SID STOOD BEFORE THE United States Capitol, the slave-built facade of quarried Virginia stone dancing slightly over the vast green lawn, undulant in the sweltering heat of a D.C. summer. A great bastion, white and proud, broad-shouldered in the very center of the federal city. How often he seemed to find himself standing before such structures—buildings designed and constructed to appear stern and just and strong in paintings and photographs and the eyes of those who entered them.
Sid leaned and spat in the grass. Now, as he’d felt in the past, he sensed the deep and wide roots of the place, as if the basements and foundations spread miles wide beneath the earth, in vast hidden chambers, connecting at some black and utter depth to the courthouses whose own proud facades broke through the coal-rich earth of West Virginia like chiseled-down mountains.

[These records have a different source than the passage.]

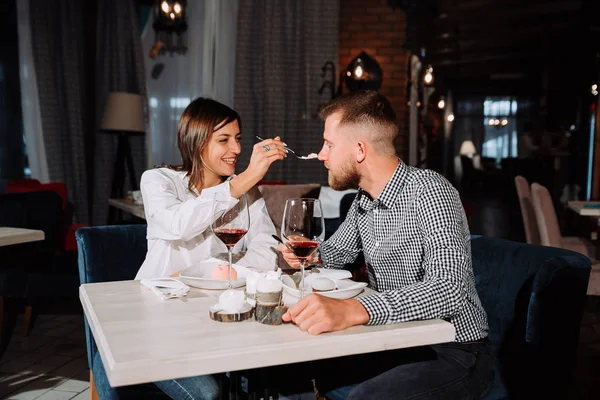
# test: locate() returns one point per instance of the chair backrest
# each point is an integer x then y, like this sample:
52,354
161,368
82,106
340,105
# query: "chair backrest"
534,297
532,233
109,253
545,216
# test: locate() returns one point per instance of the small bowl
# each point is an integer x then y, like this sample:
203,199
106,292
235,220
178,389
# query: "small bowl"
323,285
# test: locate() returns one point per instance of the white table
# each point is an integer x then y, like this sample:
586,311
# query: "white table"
128,206
144,339
9,236
579,208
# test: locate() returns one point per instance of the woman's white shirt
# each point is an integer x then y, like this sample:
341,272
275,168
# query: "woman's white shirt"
179,233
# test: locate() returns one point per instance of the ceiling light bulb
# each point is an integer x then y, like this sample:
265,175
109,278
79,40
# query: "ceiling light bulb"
428,78
358,71
164,6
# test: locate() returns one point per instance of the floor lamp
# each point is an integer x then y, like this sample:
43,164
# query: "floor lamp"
123,116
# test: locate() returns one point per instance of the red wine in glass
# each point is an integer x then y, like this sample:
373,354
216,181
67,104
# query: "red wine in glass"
303,228
303,249
231,221
230,236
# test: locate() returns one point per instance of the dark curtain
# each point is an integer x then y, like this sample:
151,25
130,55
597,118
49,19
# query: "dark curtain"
58,41
468,122
119,68
82,51
281,47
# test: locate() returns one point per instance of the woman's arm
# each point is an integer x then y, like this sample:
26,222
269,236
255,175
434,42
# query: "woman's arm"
171,218
261,247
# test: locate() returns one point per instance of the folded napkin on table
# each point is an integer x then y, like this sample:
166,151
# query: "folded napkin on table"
166,288
334,273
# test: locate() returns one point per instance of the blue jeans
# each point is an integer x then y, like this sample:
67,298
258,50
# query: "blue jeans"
444,371
204,387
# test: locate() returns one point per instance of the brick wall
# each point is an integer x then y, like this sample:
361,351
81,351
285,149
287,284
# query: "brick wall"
374,27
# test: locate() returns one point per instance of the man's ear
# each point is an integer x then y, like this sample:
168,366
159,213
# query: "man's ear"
361,151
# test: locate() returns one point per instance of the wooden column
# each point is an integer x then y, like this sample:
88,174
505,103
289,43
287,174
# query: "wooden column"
596,155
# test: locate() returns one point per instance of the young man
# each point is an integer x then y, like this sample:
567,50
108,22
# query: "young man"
410,225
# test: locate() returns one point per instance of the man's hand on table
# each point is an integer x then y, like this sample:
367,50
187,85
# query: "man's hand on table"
316,314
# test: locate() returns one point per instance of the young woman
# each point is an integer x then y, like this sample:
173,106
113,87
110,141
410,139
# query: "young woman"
178,200
178,204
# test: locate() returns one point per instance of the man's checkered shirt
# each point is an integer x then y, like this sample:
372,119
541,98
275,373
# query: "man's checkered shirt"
417,247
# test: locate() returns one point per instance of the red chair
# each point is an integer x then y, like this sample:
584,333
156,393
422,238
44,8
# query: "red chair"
67,239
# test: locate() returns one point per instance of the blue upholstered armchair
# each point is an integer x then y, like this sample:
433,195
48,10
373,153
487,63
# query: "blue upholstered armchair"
112,253
534,297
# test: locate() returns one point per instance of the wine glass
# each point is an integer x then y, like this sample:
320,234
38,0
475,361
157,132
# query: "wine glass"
230,222
303,228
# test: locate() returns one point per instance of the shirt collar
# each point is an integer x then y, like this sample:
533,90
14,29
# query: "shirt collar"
390,192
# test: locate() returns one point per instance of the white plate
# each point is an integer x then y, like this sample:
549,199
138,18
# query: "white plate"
346,288
199,276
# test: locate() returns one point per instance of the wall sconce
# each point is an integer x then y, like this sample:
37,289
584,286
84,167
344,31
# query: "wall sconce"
363,73
467,148
441,103
497,122
169,19
428,77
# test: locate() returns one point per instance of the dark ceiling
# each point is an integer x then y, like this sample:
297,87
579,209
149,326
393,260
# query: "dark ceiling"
508,40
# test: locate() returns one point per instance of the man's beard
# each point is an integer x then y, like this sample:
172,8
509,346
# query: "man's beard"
346,178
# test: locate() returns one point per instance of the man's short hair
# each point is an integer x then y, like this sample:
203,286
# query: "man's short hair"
370,110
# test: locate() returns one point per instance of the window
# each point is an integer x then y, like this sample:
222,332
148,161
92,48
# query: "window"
500,128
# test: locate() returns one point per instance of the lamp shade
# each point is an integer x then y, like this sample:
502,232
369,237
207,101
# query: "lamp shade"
467,148
123,112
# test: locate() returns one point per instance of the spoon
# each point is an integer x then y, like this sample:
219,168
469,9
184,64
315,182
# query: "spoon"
288,150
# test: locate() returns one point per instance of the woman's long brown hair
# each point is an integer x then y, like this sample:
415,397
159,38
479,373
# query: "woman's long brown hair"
198,121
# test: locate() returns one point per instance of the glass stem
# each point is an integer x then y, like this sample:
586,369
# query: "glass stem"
302,266
229,252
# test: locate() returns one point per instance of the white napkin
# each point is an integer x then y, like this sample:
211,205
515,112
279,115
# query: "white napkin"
166,288
333,273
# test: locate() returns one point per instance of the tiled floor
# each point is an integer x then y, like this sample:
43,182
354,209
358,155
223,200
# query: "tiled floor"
49,364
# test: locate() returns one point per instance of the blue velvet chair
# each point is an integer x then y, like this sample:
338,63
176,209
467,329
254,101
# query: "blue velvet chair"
111,253
534,297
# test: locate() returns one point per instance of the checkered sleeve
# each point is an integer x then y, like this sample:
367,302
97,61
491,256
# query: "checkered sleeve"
344,245
446,262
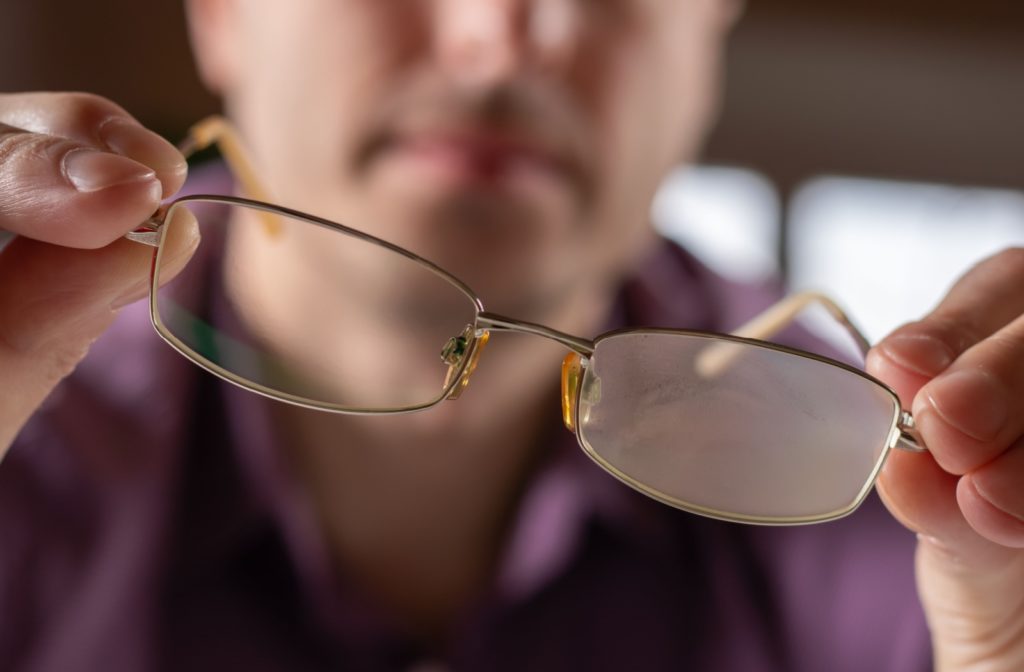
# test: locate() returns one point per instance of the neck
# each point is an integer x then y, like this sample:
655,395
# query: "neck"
415,507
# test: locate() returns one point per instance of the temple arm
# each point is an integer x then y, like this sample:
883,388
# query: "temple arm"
717,358
779,316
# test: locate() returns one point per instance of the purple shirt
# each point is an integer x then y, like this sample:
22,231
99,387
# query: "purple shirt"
146,523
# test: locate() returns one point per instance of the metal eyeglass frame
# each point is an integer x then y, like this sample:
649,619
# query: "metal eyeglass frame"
463,351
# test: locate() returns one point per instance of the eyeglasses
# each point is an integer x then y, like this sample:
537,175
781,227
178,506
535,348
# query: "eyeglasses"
726,426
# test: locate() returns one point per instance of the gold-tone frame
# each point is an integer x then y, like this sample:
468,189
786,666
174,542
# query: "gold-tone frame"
902,433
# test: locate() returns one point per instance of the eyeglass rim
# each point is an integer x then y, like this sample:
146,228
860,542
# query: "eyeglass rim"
892,437
269,392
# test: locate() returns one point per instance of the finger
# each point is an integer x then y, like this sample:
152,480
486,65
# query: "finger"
61,192
992,498
985,299
974,411
93,121
54,301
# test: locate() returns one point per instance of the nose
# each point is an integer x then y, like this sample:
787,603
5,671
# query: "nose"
482,42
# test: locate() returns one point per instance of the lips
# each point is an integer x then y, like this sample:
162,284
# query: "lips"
480,155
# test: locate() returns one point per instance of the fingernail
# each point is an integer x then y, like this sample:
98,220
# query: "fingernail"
971,401
90,170
919,352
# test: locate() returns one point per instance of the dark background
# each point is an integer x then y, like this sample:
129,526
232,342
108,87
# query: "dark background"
918,89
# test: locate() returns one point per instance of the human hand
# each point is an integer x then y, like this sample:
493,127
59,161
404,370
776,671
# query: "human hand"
77,173
963,367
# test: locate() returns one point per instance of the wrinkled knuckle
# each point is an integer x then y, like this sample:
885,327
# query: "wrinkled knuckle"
88,109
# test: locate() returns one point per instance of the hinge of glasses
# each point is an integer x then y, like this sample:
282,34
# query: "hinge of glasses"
909,438
148,232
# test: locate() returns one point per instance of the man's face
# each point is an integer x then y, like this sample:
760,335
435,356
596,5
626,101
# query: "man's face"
515,142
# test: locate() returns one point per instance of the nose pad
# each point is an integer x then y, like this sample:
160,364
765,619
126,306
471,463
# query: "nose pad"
465,347
571,372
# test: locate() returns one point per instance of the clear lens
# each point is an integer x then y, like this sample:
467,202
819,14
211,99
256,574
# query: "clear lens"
733,429
308,312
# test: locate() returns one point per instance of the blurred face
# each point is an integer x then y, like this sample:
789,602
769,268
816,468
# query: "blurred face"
515,142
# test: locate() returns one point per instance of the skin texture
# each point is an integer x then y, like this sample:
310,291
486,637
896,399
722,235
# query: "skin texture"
517,143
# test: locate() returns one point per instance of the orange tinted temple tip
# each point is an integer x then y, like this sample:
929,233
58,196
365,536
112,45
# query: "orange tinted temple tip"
571,368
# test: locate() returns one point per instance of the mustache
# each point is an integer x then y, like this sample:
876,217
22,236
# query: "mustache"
532,111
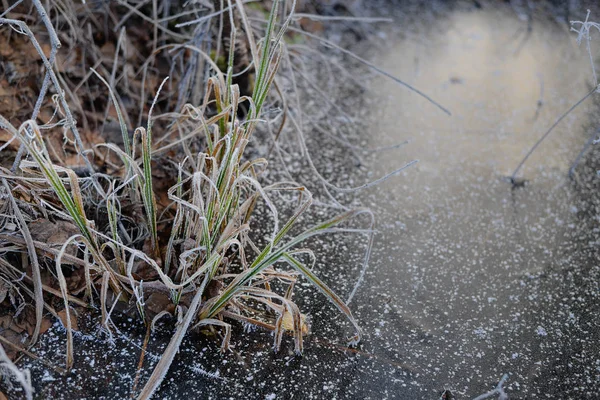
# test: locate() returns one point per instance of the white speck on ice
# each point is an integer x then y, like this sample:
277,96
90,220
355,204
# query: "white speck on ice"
541,331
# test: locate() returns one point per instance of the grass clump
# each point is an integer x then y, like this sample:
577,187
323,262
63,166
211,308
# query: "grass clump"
190,241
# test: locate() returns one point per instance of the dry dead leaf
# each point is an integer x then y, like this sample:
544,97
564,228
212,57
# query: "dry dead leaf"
62,314
52,233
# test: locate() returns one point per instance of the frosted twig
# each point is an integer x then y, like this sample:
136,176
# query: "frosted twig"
535,146
499,390
584,33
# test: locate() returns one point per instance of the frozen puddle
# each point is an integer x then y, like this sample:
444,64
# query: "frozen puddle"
470,279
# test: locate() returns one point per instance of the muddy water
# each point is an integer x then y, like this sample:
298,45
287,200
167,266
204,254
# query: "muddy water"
470,278
486,279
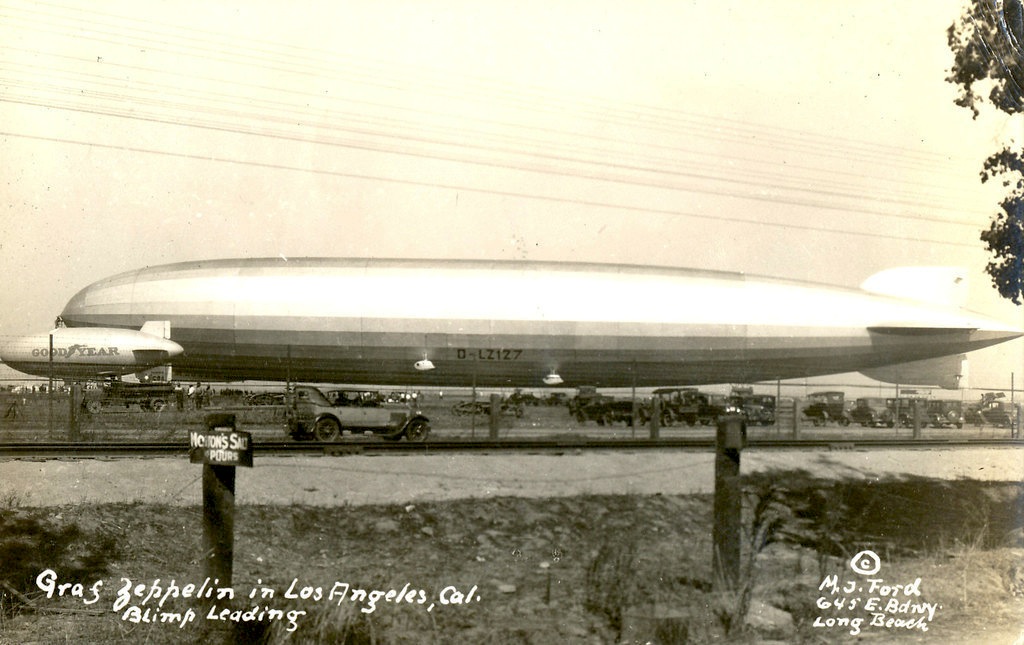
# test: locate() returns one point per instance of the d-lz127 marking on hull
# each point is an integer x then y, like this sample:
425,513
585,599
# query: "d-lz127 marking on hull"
452,323
488,354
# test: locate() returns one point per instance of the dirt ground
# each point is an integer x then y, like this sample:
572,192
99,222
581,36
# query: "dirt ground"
577,548
583,568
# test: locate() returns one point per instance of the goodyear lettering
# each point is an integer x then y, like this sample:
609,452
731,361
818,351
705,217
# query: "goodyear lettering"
73,350
489,354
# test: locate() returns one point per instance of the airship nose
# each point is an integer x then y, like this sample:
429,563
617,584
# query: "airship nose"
172,348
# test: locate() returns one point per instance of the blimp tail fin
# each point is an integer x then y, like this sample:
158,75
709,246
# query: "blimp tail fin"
946,372
934,285
159,374
157,328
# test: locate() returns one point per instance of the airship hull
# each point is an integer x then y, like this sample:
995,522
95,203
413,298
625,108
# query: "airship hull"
515,324
88,352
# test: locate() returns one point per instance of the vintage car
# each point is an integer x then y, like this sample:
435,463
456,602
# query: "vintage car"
759,410
312,416
678,405
824,407
872,412
942,414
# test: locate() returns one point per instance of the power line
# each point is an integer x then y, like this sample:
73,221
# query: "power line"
455,186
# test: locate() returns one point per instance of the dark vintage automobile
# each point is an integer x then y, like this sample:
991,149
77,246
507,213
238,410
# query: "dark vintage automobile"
312,416
589,404
508,406
872,412
152,396
759,410
825,407
678,405
945,414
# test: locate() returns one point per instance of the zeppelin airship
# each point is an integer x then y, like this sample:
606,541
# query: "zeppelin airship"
462,323
85,352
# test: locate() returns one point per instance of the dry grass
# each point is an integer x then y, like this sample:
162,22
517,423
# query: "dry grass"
585,569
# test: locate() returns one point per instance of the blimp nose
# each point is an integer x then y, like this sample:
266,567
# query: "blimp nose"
172,348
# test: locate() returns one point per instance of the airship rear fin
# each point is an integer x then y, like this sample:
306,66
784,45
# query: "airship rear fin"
945,372
157,328
934,285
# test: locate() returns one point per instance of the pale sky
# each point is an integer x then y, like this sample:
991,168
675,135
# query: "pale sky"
796,139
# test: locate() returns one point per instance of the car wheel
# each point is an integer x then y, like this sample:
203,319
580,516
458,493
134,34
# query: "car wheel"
326,430
417,431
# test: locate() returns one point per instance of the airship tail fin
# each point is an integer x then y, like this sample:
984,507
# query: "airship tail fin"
934,285
158,374
157,328
947,373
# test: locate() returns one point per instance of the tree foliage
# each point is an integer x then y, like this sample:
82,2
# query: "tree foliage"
1005,238
987,42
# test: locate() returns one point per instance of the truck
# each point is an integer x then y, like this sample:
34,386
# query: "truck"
679,404
589,404
824,407
311,416
151,396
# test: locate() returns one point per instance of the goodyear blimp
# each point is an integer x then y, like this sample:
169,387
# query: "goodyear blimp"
458,323
91,352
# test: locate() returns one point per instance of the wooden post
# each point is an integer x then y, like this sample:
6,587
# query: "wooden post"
796,419
731,436
496,416
218,507
74,406
655,416
218,522
918,421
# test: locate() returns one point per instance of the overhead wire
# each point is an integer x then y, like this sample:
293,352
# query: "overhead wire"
740,178
500,192
235,53
232,55
657,165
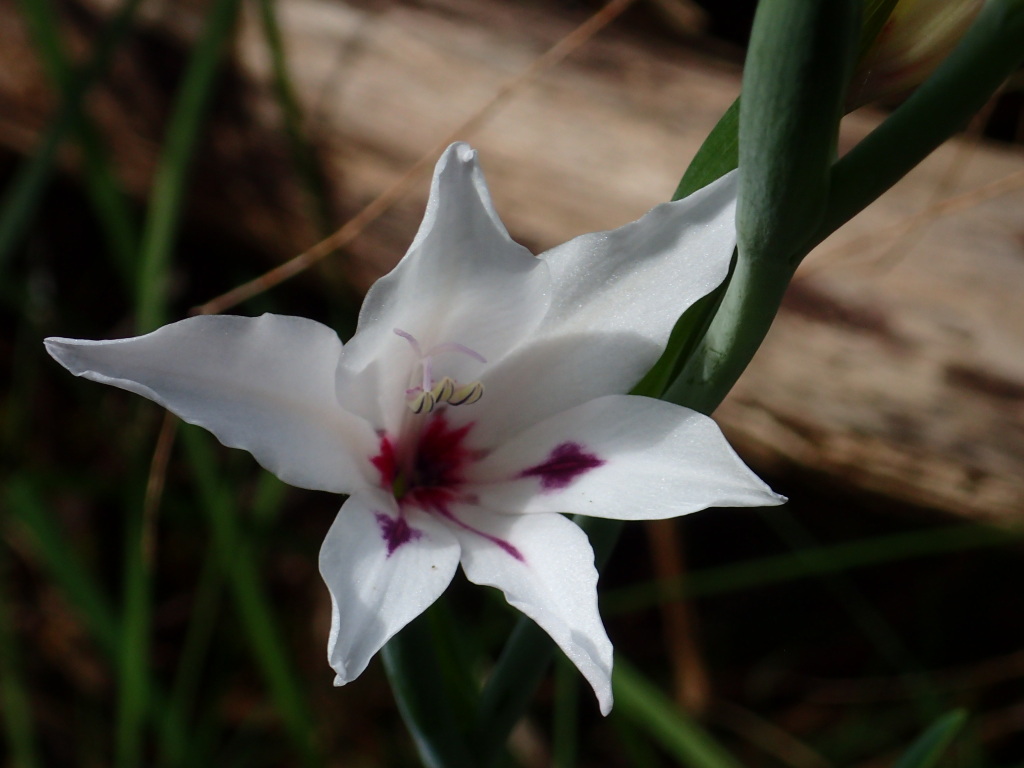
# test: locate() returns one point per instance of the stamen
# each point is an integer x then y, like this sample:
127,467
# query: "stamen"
442,392
422,403
423,398
466,395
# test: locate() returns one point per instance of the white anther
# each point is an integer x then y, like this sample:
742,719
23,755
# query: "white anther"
426,396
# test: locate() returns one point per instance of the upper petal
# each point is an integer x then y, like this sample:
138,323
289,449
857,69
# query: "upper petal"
550,578
615,298
380,577
463,281
620,457
264,384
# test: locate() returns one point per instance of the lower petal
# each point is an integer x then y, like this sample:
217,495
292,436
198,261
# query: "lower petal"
382,570
551,578
620,457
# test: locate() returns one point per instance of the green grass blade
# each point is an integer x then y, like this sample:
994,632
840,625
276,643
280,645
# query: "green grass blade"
303,158
77,584
32,516
133,660
17,206
249,598
834,558
648,709
14,702
104,193
565,728
424,699
925,753
171,177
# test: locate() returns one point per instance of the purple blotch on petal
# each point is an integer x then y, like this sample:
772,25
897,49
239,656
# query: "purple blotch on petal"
565,463
395,531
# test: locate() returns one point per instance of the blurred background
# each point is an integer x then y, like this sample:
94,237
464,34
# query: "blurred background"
160,602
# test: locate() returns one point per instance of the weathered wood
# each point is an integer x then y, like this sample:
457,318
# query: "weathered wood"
901,375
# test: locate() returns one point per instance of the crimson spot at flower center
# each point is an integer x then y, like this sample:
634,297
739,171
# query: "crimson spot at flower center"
429,478
566,462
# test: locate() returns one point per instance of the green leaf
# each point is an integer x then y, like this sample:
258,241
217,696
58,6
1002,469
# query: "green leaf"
926,752
648,709
795,79
718,155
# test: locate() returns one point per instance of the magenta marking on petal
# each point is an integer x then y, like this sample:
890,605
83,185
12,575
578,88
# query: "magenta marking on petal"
565,463
498,542
395,531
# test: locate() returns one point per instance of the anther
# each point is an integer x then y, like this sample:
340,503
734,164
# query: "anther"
466,395
426,396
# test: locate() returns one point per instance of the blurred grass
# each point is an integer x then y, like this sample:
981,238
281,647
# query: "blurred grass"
210,651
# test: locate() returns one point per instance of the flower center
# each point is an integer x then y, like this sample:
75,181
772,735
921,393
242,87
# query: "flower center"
431,478
428,393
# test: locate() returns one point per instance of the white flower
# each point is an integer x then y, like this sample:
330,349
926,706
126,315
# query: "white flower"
479,400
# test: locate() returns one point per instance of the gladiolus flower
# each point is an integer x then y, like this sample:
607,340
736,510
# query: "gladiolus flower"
479,400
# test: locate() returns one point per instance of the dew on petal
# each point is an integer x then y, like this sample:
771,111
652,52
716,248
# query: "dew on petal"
566,462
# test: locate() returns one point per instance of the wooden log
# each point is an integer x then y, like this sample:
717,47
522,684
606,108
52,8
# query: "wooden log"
895,367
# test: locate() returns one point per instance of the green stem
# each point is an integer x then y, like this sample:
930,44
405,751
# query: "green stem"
989,52
751,303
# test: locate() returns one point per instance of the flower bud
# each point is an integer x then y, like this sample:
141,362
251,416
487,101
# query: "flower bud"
918,35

Every one of them trying to stare him down.
Sid straightened his jacket lapels and swaggered forth to testify before the Senate committee on the mine violence in West Virginia.
Hearing Before the Committee on Education and Labor
UNITED STATES SENATE
July 14, 1921
COAL COMPANY LAWYER: Mr. Hatfield, you spoke about Mr. Felts shooting the mayor. How many shots did Albert Felts fire?
MR. HATFIELD: Well, I didn’t have time to count them.
COAL COMPANY LAWYER: How many shots did Albert Felts fire?
MR. HATFIELD: I didn’t have time to count them. If you had been there I don’t think you could have counted them.
COAL COMPANY LAWYER: You say he shot more than once?
MR. HATFIELD: I couldn’t say how many shots he shot.
COAL COMPANY LAWYER: When you were tried you were defended by the attorneys for the United Mine Workers of America, were you not?
MR. HATFIELD: Mr. Houston and Mr. Burkinshaw.
COAL COMPANY LAWYER: The United Mine Workers paid all of the expense of your defense, did they not?
MR. HATFIELD: I suppose they did.
COAL COMPANY LAWYER: Wasn’t it your defense that Albert Felts fired two shots, and wasn’t that the defense made by your lawyer, that he pulled out his pistol and shot Mayor Testerman, and then turned over his shoulder and shot at you? Wasn’t that the defense?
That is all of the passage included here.